Millions of Americans suffer from urinary incontinence—the loss of reliable bladder control. There are several types.
Stress incontinence. Urine leaks out during activities that increase abdominal pressure, like jumping, coughing, sneezing, laughing, running, or lifting heavy objects. Stress incontinence develops when the urethral sphincter, the pelvic floor muscles, or both become weak or damaged and cannot dependably hold in urine. Women who have delivered a baby vaginally are more likely to develop stress incontinence. Also, as women age, their pelvic floor and urethra muscles weaken. The most frequent causes in men are urinary sphincter damage (such as damage resulting from prostate surgery or a pelvic fracture) or neurological problems in the lower spine (like a spinal cord injury).
Urgency incontinence. Often referred to as overactive bladder, urgency incontinence involves an overwhelming urge to urinate, usually followed by loss of urine before you can reach a bathroom. Postmenopausal women tend to develop this condition, perhaps because of age-related changes in the bladder lining and muscle. In men, a common cause is an enlargement of the prostate (known as benign prostatic hyperplasia, or BPH). Surgery for prostate cancer or BPH also can trigger symptoms, as can prostate cancer treatments like radiation seed treatment (brachytherapy) and external beam radiation. Other causes that affect both sexes are urinary tract and bladder infections.
Mixed incontinence. This type is a combination of both overactive bladder and stress incontinence. Most women with incontinence have both stress and urge symptoms. Mixed incontinence also occurs in men who have had prostate removal or surgery for an enlarged prostate and in frail older people of either sex.
Overflow incontinence. Overflow incontinence occurs when something blocks urine from flowing normally out of the bladder. It can also happen in people who do not feel the urge to urinate. Eventually, the bladder becomes overfilled, and urine leaks out.
Men are more frequently diagnosed with overflow incontinence than women because it is often caused by prostate-related conditions, like an enlarged prostate. In women, the problem can occur in response to a severe prolapse of the uterus and vaginal wall, which can pull the bladder down and create a kink in the urethra that interferes with the flow of urine, much like a bent garden hose can stop the flow of water.
Other causes that affect both sexes include tumors, bladder stones, scar tissue, nerve damage (from injuries), childbirth, past surgeries, radiation treatment, or diseases such as diabetes, multiple sclerosis, and shingles.

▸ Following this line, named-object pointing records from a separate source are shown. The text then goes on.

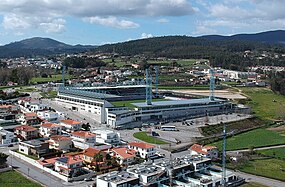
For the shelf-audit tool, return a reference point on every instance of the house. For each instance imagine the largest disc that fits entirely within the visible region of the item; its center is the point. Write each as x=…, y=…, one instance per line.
x=48, y=116
x=107, y=137
x=36, y=147
x=26, y=132
x=124, y=156
x=205, y=151
x=6, y=137
x=70, y=125
x=83, y=139
x=117, y=179
x=61, y=143
x=29, y=118
x=144, y=150
x=69, y=165
x=49, y=129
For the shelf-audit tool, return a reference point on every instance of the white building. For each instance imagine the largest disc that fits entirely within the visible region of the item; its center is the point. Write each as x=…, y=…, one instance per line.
x=6, y=137
x=144, y=150
x=107, y=137
x=83, y=139
x=70, y=125
x=49, y=129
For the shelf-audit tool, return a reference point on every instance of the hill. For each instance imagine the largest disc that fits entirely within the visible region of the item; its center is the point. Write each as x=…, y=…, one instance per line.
x=272, y=37
x=38, y=46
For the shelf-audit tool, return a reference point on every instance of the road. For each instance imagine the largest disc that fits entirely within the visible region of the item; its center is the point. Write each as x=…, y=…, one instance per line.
x=260, y=180
x=258, y=148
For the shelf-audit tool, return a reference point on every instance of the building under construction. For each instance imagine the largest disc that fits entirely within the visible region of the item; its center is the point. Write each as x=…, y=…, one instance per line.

Functional incontinence. If your urinary tract is normal, but other illnesses or disabilities prevent you from staying dry, you might have what is known as functional incontinence. For example, if medication, a mental illness, or dementia render you unaware or unconcerned about the need to find a toilet, you may become incontinent.
Reflex incontinence. Reflex incontinence usually occurs in people with neurological impairment from multiple sclerosis, spinal cord injury, or damage from surgery or radiation treatment. In this situation, the nerve signals that generally warn the brain that the bladder is filling are interrupted. Involuntary emptying occurs (often in large amounts) without any warning or urge.
Depending on the type and severity, various treatment options for urinary incontinence exist. They may be different for men and women. Examples include bladder training, fluid management, pelvic floor physical therapy, biofeedback, lifestyle changes, medications, and surgery.